Itulah bunyi berita acara judisium yang diiringi ketokan palu 3 kali setelah penulis bersama puluhan mahasiswa lainnya menjalani prossesi ujian meja kala itu. Kamipun menerima ucapan selamat mulai dari dekan, ketua prodi, para penguji, dan staf fakultas yang menghendel jalannya acara.
Sudah enam tahun gelar kesarjanaan ini melekat dalam diri. Tepat 22 November 2019 lalu, saat terjadi sebuah peristiwa sakral, penulis membaca kembali undangan dari Pustakabilitas – PerDIK yang mengadakan diskusi tematik. Tema kali ini adalah ‘masalah hukum’.
“Wah! Dapat kado nih dari Pustakabilitas PerDIK.” ujarku senang dalam hati.
Sore itu, penulis bersama praktisi hukum seperti lawyer dan paralegal. Ibu Ratna Kahali dari LBH, Kanda Fauziah Erwin (Lawyer PerDIK), serta Rizki (paralegal dan juru Bahasa Isyarat) yang telah banyak mendampingi difabel saat bersinggungan langsung dengan hukum.
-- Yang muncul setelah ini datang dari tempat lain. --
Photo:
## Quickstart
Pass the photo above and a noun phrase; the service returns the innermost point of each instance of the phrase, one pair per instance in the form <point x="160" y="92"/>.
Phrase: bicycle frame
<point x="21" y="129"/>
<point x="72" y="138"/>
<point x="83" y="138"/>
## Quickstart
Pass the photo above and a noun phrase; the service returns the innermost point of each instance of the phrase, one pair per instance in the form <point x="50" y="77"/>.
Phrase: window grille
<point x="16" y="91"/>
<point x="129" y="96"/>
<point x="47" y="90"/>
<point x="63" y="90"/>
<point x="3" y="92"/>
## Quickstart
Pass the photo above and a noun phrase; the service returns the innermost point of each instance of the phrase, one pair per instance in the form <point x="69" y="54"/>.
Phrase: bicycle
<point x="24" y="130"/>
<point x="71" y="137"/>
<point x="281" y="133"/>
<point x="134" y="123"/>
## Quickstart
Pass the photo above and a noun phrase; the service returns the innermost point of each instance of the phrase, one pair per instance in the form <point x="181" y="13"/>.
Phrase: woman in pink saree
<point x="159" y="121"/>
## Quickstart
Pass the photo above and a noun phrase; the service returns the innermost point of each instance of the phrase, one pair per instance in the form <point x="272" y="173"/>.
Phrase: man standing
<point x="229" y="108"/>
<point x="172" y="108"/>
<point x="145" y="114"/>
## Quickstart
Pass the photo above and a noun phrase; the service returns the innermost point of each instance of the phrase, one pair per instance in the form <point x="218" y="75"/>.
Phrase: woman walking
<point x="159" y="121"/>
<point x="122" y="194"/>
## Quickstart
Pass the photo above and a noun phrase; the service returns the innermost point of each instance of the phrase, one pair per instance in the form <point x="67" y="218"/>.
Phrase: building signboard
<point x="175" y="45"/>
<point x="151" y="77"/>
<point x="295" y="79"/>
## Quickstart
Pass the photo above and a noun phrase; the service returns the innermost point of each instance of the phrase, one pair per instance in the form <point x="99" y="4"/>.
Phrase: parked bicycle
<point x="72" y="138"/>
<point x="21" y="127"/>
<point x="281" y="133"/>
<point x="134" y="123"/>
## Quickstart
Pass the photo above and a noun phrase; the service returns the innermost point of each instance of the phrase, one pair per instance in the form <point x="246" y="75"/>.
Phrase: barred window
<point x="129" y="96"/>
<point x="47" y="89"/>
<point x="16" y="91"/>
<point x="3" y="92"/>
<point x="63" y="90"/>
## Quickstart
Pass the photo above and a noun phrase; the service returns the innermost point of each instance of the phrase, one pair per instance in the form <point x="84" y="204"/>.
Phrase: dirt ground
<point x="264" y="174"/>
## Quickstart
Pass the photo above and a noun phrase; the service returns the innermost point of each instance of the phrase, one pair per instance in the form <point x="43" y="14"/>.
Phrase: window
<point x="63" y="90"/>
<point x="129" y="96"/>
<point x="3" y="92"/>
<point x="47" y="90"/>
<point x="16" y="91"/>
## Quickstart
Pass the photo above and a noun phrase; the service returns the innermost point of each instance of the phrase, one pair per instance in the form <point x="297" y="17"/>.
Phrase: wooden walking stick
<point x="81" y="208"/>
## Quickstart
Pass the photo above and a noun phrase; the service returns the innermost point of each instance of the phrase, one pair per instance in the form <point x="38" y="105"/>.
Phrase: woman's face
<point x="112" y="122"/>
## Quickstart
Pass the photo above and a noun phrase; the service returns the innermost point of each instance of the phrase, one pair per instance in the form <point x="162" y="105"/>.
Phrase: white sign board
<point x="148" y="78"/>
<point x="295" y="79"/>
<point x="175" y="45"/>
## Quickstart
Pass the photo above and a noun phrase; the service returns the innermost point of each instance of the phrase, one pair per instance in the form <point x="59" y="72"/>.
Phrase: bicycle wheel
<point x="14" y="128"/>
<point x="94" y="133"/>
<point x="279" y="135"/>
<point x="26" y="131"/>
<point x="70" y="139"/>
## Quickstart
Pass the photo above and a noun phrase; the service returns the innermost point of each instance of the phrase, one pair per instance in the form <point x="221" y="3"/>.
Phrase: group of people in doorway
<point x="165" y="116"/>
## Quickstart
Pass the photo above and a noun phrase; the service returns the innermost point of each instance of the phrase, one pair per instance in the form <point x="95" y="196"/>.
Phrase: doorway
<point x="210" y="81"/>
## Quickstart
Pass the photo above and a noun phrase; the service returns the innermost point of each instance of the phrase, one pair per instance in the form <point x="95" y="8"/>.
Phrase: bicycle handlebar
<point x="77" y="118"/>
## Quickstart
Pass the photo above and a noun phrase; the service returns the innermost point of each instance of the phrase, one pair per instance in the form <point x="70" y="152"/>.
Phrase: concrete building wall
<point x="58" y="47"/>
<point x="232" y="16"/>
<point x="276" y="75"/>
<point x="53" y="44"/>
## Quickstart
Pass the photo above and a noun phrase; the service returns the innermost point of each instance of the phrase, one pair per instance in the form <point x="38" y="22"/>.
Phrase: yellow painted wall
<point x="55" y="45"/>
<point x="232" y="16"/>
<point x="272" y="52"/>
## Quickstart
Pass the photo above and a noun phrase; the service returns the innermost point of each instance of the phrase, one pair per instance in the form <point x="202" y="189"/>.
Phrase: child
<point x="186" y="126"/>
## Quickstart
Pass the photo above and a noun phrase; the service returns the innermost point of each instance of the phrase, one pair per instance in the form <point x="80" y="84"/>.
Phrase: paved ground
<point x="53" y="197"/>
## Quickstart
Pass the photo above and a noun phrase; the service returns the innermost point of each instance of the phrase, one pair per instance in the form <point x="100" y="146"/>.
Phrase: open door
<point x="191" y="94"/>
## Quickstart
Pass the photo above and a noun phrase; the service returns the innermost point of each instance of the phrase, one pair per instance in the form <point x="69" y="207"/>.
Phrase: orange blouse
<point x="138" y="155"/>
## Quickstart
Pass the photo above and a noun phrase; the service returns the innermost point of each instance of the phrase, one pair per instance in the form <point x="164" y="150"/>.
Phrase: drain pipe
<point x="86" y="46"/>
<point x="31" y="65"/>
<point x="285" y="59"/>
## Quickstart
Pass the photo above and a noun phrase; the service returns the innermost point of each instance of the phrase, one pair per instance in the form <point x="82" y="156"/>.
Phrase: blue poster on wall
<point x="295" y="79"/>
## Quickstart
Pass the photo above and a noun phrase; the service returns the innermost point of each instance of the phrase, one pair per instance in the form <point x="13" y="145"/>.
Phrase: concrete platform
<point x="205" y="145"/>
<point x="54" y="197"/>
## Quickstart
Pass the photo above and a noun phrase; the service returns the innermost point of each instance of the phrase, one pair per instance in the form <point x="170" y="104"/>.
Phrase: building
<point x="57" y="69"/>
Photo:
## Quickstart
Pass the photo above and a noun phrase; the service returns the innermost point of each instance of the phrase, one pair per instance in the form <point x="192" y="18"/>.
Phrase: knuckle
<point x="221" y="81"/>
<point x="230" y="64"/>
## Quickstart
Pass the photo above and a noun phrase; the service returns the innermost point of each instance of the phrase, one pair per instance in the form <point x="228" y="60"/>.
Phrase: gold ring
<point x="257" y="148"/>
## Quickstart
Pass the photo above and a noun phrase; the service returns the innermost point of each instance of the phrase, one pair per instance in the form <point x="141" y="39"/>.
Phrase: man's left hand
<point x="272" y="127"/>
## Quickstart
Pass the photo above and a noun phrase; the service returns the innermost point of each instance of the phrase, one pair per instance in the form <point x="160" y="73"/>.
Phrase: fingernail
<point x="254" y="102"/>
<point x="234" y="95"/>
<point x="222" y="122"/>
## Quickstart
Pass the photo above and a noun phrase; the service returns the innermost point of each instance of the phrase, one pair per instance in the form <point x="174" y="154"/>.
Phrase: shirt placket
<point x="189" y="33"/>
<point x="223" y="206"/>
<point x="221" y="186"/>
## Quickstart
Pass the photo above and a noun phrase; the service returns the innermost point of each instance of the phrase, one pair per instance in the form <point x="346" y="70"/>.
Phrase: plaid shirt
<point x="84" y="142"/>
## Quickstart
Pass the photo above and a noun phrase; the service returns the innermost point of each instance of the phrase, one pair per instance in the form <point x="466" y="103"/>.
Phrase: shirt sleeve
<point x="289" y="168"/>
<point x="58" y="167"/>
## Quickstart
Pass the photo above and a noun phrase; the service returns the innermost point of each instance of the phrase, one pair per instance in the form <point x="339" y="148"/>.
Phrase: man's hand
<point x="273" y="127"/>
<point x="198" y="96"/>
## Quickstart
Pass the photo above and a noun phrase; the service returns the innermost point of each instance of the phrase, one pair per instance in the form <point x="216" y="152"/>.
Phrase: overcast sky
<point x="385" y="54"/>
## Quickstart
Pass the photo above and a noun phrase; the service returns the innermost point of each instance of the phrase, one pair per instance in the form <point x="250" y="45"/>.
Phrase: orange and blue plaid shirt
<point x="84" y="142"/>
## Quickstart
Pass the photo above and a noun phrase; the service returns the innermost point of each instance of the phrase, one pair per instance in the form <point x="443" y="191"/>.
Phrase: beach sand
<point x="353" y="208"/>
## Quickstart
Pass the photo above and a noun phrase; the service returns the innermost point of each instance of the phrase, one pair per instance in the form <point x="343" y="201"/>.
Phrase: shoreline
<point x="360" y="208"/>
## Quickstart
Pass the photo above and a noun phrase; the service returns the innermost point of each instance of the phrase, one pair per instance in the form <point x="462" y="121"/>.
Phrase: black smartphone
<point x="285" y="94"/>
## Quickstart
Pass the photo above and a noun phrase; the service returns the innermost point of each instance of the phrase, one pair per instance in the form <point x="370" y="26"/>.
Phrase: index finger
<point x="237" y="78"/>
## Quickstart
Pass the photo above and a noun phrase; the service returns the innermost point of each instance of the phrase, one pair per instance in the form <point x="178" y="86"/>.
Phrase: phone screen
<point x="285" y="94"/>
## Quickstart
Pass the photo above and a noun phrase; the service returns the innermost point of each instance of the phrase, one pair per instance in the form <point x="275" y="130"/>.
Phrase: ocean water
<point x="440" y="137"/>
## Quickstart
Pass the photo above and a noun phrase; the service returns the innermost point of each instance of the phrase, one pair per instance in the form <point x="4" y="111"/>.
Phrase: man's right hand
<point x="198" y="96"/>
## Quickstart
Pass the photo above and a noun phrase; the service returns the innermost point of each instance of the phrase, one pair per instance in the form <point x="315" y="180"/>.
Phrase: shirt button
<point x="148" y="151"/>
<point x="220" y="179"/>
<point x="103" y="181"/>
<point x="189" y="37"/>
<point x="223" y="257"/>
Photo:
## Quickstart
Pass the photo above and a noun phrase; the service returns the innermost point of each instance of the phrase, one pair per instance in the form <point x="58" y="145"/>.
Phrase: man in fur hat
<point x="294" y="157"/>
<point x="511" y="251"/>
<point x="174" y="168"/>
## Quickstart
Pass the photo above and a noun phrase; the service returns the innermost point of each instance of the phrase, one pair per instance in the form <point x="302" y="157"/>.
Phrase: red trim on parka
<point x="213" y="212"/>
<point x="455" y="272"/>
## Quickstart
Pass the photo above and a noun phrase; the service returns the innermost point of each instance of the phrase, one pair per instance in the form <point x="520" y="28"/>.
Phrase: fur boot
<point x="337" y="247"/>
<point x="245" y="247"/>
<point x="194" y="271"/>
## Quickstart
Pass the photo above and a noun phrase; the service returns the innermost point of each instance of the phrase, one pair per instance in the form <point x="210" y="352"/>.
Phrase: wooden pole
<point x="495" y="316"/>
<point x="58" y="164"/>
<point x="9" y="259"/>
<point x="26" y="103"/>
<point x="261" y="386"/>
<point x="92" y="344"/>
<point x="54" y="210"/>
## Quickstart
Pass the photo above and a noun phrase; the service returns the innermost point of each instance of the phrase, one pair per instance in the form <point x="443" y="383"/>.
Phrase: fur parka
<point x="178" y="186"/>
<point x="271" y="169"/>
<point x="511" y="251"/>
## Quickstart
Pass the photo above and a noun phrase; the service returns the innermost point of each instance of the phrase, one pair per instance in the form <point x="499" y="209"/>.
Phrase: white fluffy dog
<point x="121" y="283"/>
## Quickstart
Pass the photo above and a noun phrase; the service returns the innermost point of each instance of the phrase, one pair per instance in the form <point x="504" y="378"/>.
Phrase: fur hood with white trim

Tapi, kali ini penulis tidak lagi belajar hukum pidana, perdata, tatanegara, dagang, perancangan kontrak, dan lainnya. Melainkan, yang penulis pelajari sore ini adalah ‘sejumlah kecacatan dalam mekanisme hukum, utamanya ketika kaum disabilitas bersinggungan dengan hukum.

Ini, kaitannya dengan diri dan senasib penulis, wah! Penulis baru sadar kalau penulis adalah seorang disabilitas yang boleh jadi bersinggungan dengan hukum, namun semoga saja tidak, asal jangan penulis yang memulai alias pelaku. Tapi, kalau diperkarakan? Gimana?. Tentu penulis siap Insya Allah.
Sore itu, diskusi dihadiri oleh teman-teman dari komunitas Tuli, perwakilan dari PERADI, dan masih banyak lagi. Banyak hal yang penulis dapatkan dari pemaparan teman-teman lawyer dan rekan paralegal. Teman-teman lawyer, banyak berbicara mengenai sisi hukum serta pengalaman mereka mendampingi disabilitas, saat beracara di setiap level mulai dari penyidik hingga hakim.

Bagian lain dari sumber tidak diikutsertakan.